The source claimed that two explosions happened in the courtyard of the Abbas Ibn Firnas entrance to Baghdad International Airport, west of Baghdad. "Five people were killed and nine others injured because of the burning of a number of vehicles," the source added.
The government official explained that security forces had been deployed around the area of the explosion, and the main road leading to the airport had been closed. A separate car bomb exploded in the area of Karrada, central Baghdad, killing four people and injuring 13 others. Three other car bombs rocked Baghdad on Monday afternoon. A vehicle blew-up near the fifth police area, western Baghdad, killing four people and wounding eight others. In eastern Baghdad, three civillians were killed and eight wounded when a car bomb exploded in the Kamaliya area. Witnesses also claimed that an explosion in the area of Umm Maalif, western Baghdad, killed two people and injured seven others.
Security officials said that all five bomb blasts across Baghdad occurred within a 30-minute time frame, and the death told is expected to increase.
In Saladin province, 157km north of Baghdad, three cars exploded in Tuz Khormato, 90km north-east of Tikrit, killing and wounding 79 people in total.
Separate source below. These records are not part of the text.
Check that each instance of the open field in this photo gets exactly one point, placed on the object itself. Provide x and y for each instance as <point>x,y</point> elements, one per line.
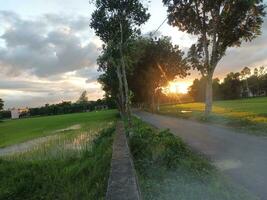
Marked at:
<point>17,131</point>
<point>247,114</point>
<point>72,165</point>
<point>168,169</point>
A police source in the city told Arabstoday that the three car bombs exploded simultaneously, killing 11 people and wounding 68 others.
Elsewhere, a police source from the Diyala province, 55km east of Baghdad, told Arabstoday that two people had been killed and six others were injured when a car bomb exploded near a popular market in the village of Jalali's Muqdadiya, 35km northeast of Baquba.
Meanwhile, a member of Iraq's Facilities Protection Service (FPS), locally identified as Hamid Daini was killed after a detonating device had been planted to his car in the village near Buhriz, 8km south of Baquba.
In Iraq's Dhi Qar province, 370km south of Baghdad, two separate car bombs targeted the industrial district and a market in Nasiriyah, killing eight people and wounding 14 civilians, a day before the visit of Iraqi Prime Minister Nouri al-Maliki to the region.
Security officials in Kirkuk, 250km north of Baghdad, told Arabstoday that three people had been killed and 15 others injured after two car bombs exploded simultaneously east of the city. A police officer said: "One of the car bombs exploded near the central square, northeast of Kirkuk on Monday morning, killing one person and wounding 10 others. Another car bomb exploded near the real estate registration office of Kirkuk, killing at least two and wounding five others."
In Babylon, 100 kilometers south of Baghdad, officials claimed that 26 people had been killed or wounded after two car bombs exploded in the southern and northern regions of the province. A mini-bus exploded near a vegetable shop in the city of Musayyib, 35km north of Babylon, on Monday morning, killing three and injuring 14 civilians, including three policemen whose injuries are thought to serious. One person was killed and 8 others injured after an explosion near a restaurant named Jawadain, in the Shomali, 55km south of Hilla.